The coffee bean actually changed the hot water, the very circumstance that brought the pain. When the water got hot, the bean released the fragrance and flavor.

Are you like the bean? When things are at their worst, do you get better and change the situation around you?

When the hour is the darkest and trials are at their greatest, do you elevate to another level?

How do you handle adversity? Are you a carrot, an egg, or a coffee bean?


I really wanted to be the coffee bean.

But how?

Can I survive the warpath in front of me? Or will I break down and be the carrot or the egg?

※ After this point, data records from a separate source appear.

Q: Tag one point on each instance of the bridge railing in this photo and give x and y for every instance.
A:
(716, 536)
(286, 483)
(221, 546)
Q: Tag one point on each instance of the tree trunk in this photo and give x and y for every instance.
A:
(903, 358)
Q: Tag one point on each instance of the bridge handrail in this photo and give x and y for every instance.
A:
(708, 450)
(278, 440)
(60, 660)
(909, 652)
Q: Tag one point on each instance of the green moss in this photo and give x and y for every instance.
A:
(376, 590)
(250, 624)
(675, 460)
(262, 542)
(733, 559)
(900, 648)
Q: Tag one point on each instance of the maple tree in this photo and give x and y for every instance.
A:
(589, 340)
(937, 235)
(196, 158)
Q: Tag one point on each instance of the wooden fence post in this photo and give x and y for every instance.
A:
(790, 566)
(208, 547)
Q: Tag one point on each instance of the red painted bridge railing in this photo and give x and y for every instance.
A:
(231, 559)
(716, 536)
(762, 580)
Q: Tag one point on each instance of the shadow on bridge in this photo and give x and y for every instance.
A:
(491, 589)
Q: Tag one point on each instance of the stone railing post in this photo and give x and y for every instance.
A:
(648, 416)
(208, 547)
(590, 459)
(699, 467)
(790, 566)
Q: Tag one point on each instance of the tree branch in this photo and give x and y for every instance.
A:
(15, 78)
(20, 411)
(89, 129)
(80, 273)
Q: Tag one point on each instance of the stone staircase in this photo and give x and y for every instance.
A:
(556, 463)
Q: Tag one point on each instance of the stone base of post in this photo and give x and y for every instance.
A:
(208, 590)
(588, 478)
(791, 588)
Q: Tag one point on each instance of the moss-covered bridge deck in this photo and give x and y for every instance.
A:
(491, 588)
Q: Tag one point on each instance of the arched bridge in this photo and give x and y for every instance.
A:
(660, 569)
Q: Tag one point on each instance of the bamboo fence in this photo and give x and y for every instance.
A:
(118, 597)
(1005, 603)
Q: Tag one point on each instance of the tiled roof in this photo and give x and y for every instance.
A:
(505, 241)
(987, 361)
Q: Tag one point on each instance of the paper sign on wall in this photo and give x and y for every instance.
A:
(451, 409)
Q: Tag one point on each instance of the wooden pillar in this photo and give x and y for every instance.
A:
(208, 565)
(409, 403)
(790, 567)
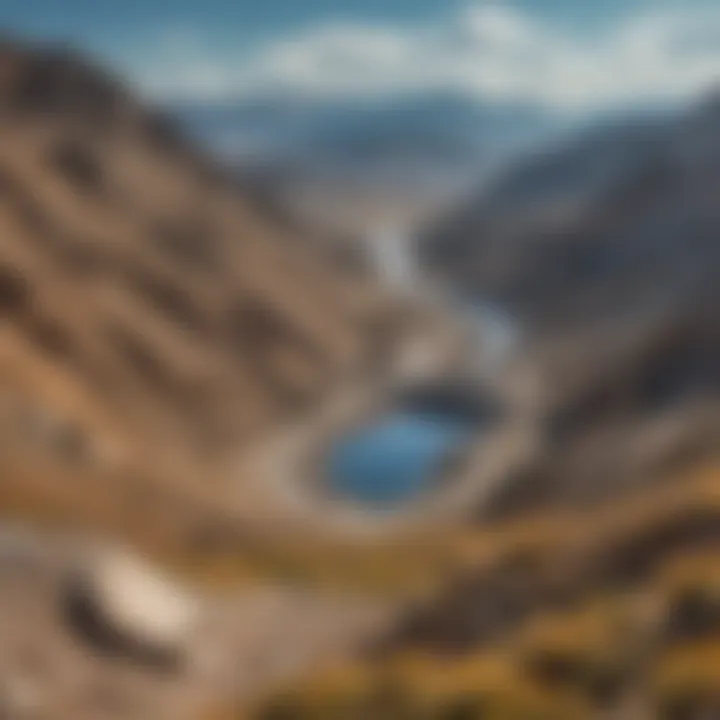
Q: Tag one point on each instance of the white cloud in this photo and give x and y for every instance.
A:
(489, 51)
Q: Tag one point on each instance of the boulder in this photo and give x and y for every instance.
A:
(125, 607)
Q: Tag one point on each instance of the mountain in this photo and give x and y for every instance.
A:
(605, 250)
(433, 140)
(157, 318)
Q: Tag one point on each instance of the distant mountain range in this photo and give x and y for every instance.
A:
(429, 139)
(607, 249)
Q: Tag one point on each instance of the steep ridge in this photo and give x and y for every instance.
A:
(607, 252)
(155, 318)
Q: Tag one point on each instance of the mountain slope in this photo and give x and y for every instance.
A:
(155, 319)
(607, 253)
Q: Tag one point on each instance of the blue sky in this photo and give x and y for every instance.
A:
(573, 55)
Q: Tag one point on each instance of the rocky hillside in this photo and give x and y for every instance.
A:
(607, 253)
(155, 318)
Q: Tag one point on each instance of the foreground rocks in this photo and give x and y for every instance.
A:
(92, 634)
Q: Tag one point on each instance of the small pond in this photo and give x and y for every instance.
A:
(408, 451)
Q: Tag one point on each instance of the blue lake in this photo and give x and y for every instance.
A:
(397, 458)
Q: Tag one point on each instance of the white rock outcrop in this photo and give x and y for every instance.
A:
(128, 603)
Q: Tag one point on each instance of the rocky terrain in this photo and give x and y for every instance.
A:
(606, 250)
(157, 319)
(173, 349)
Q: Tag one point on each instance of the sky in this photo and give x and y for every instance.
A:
(571, 56)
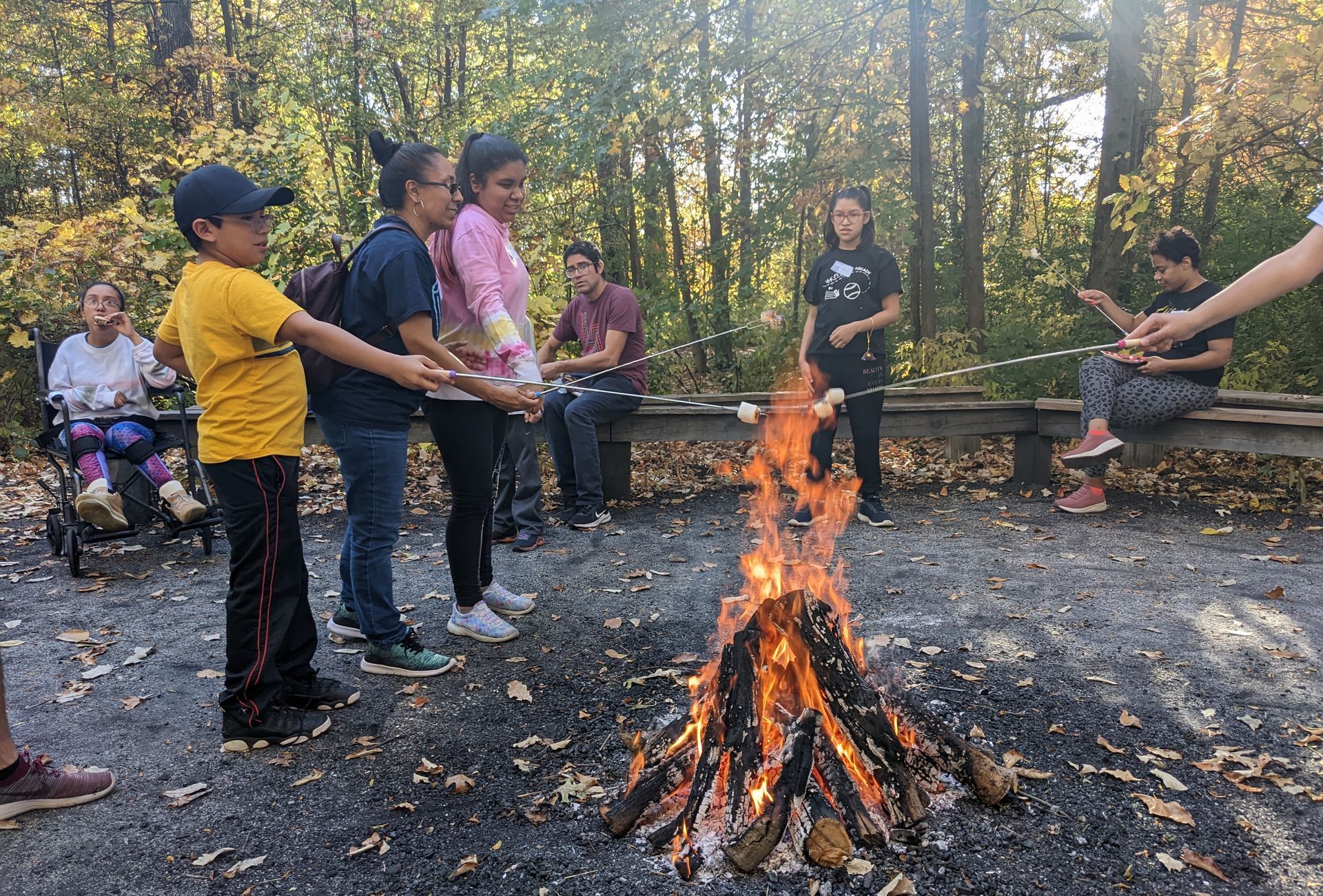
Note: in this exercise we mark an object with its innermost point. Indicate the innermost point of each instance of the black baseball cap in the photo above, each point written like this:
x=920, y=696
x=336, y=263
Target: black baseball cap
x=218, y=189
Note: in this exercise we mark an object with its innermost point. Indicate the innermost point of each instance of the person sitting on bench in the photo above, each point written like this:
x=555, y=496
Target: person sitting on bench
x=103, y=377
x=606, y=322
x=1143, y=391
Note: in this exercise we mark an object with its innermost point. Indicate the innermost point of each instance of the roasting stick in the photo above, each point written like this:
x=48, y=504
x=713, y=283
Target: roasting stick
x=1071, y=283
x=1105, y=346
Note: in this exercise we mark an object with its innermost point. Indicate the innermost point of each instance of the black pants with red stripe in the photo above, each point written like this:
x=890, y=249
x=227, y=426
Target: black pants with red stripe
x=270, y=635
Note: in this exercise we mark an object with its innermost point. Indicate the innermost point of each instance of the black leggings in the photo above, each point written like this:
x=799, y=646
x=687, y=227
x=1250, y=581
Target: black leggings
x=469, y=437
x=865, y=417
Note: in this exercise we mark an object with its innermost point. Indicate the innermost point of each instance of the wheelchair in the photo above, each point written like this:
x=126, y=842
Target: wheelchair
x=66, y=534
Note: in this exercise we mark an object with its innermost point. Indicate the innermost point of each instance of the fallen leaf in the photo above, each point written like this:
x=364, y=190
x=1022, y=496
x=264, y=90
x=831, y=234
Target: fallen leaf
x=203, y=861
x=1170, y=811
x=466, y=864
x=460, y=784
x=243, y=866
x=1167, y=780
x=315, y=775
x=1204, y=863
x=1170, y=863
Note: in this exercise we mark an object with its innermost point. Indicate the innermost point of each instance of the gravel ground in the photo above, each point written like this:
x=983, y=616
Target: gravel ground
x=1171, y=625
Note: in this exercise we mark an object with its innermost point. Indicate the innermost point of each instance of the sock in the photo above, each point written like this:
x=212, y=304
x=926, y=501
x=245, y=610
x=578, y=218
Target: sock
x=14, y=771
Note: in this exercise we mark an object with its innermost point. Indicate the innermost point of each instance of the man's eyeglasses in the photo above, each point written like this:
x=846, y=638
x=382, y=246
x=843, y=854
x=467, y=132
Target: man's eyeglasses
x=256, y=222
x=454, y=188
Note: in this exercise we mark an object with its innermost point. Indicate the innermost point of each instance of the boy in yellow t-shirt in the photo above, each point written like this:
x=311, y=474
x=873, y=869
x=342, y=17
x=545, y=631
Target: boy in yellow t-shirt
x=234, y=335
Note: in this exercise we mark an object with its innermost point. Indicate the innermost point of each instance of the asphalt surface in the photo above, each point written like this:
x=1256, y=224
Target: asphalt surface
x=1069, y=603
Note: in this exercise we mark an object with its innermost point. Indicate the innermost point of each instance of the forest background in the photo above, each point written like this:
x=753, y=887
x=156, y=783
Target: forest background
x=697, y=143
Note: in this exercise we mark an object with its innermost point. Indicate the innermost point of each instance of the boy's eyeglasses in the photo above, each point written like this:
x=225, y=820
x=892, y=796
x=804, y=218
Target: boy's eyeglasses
x=256, y=222
x=454, y=188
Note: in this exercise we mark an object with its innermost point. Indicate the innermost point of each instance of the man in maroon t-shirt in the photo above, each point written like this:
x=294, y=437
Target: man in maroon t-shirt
x=606, y=322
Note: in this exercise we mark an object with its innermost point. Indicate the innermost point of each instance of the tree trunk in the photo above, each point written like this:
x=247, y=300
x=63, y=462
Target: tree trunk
x=1208, y=222
x=923, y=257
x=1122, y=119
x=681, y=277
x=717, y=247
x=1189, y=69
x=976, y=39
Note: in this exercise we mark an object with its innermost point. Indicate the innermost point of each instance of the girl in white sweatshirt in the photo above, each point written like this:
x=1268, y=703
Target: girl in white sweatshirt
x=103, y=377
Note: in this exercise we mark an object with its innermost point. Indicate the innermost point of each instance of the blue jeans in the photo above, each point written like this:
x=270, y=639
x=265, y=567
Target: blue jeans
x=571, y=422
x=372, y=464
x=519, y=487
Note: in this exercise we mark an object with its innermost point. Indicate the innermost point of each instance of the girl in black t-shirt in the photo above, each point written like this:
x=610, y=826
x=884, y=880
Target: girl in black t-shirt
x=852, y=291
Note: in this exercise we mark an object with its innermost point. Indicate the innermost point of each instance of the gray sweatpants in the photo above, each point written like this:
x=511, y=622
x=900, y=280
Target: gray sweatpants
x=1120, y=394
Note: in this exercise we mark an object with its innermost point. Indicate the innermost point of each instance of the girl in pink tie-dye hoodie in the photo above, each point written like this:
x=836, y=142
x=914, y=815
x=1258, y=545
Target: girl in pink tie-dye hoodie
x=483, y=303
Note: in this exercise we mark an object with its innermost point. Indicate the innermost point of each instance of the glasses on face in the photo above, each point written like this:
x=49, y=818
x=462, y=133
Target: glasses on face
x=254, y=221
x=843, y=217
x=454, y=188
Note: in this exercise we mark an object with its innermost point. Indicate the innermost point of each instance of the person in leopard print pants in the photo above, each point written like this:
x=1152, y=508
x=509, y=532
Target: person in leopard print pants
x=1137, y=394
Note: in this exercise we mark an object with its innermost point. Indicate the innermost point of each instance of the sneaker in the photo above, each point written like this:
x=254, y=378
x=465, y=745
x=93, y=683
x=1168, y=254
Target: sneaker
x=871, y=510
x=102, y=508
x=280, y=726
x=1096, y=448
x=591, y=517
x=506, y=602
x=182, y=504
x=803, y=519
x=34, y=785
x=480, y=624
x=527, y=542
x=319, y=694
x=1087, y=499
x=408, y=658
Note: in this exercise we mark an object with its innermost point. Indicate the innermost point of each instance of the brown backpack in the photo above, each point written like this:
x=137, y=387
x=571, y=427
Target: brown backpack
x=319, y=290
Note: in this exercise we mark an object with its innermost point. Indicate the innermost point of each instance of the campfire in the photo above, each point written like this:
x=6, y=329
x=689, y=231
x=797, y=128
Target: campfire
x=786, y=733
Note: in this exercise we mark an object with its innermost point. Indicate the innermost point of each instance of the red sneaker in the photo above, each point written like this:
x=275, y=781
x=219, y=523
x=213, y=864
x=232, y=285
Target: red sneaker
x=39, y=786
x=1087, y=499
x=1097, y=447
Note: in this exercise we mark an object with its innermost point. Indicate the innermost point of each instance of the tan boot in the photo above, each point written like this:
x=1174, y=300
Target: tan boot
x=182, y=504
x=99, y=506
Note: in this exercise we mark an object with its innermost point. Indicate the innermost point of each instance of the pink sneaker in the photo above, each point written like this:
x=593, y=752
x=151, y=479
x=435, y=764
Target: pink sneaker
x=1083, y=500
x=1096, y=448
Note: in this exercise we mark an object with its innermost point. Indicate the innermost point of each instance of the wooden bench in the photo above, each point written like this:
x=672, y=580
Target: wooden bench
x=1257, y=424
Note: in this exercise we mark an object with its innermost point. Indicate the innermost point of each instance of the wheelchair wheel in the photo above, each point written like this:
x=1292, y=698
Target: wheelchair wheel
x=73, y=550
x=54, y=533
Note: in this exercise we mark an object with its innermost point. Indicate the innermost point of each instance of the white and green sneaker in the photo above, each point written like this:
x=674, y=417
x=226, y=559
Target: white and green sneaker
x=506, y=602
x=480, y=624
x=408, y=658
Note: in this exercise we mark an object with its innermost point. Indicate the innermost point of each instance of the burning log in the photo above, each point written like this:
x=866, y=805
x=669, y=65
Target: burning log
x=818, y=831
x=859, y=821
x=752, y=846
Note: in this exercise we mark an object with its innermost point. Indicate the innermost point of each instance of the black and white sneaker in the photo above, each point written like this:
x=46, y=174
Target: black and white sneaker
x=319, y=693
x=280, y=726
x=591, y=517
x=871, y=510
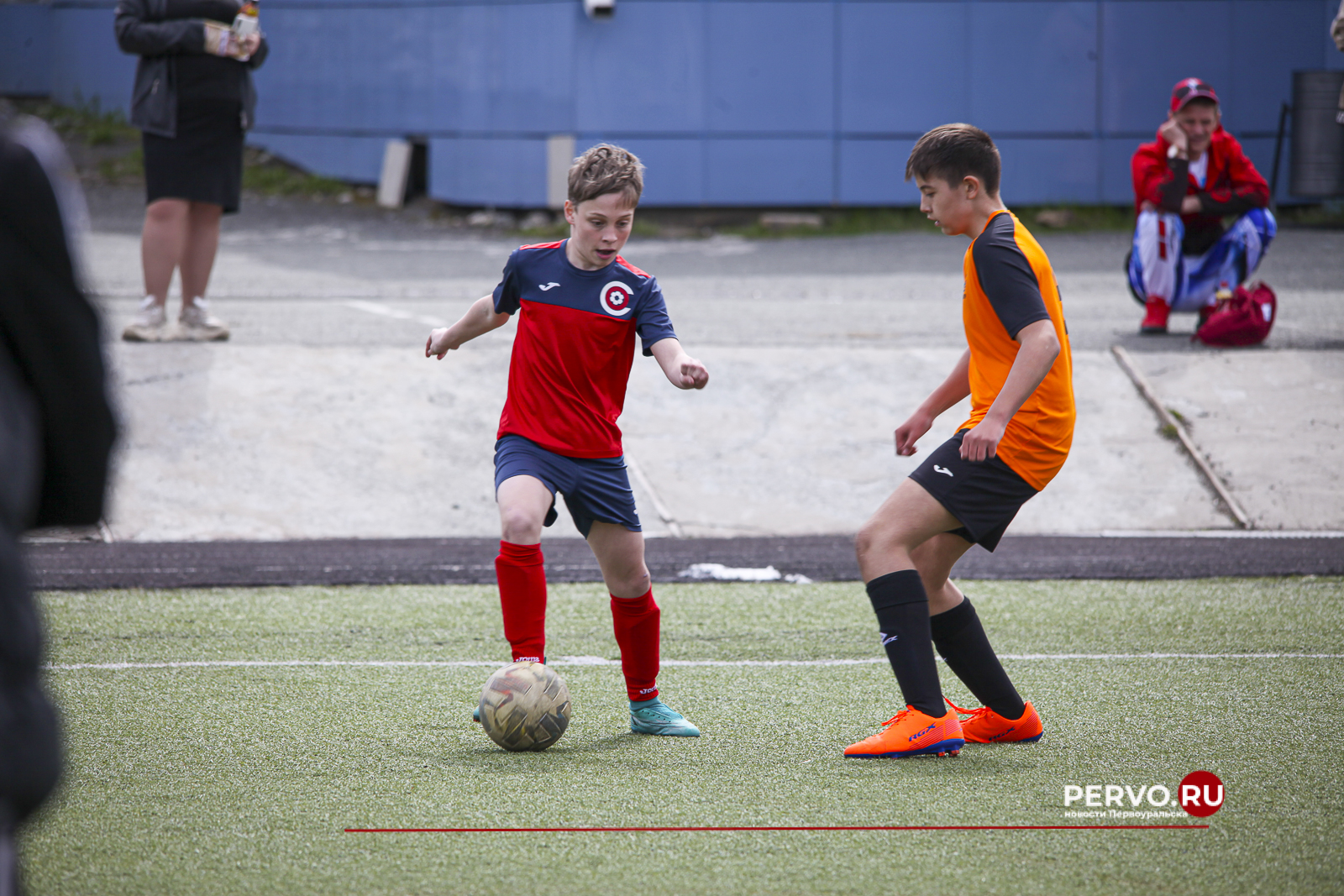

God, please help me. Please be by my side when I go through all these the next few weeks, months, years ahead of me...


Comments

Lilium said…
May I know what book you are reading? Change is hard. Sometime I feel a little low esteem when you see others are improving and coping with the change when I am not. And in other to counter that, I have to learn to move together bcoz I don't wanna fall back too. In where we are working now, we just have to keep running the marathon..been praying for all of us too at work =)
n i l e e y said…
it's called 'How to win friends and influence people' by Dale Carnegie. I think it's a great book, but need the right mindset to begin with.
ChinoDevean said…
It's tough to change because of fear. Fear of things not turning out the way it should, is the fear of the perfectionist within oneself. Where one is too proud to admit that one could be wrong. The illusion of looking good, and equating one's self-worth with flawless performance. Pray for humility, and convince yourself that self-worth is not a statistical measurement.
n i l e e y said…
thanks for the advice...
Javatia said…
Hey Missy,
I don't think there is a easy solution when it comes to inner demons. It's a conscious battle but don't give up because that's somehow like giving up on yourself. You will come out of this on top. I'm certain of it. Big Hugs and if you ever wanna chat drop me a line.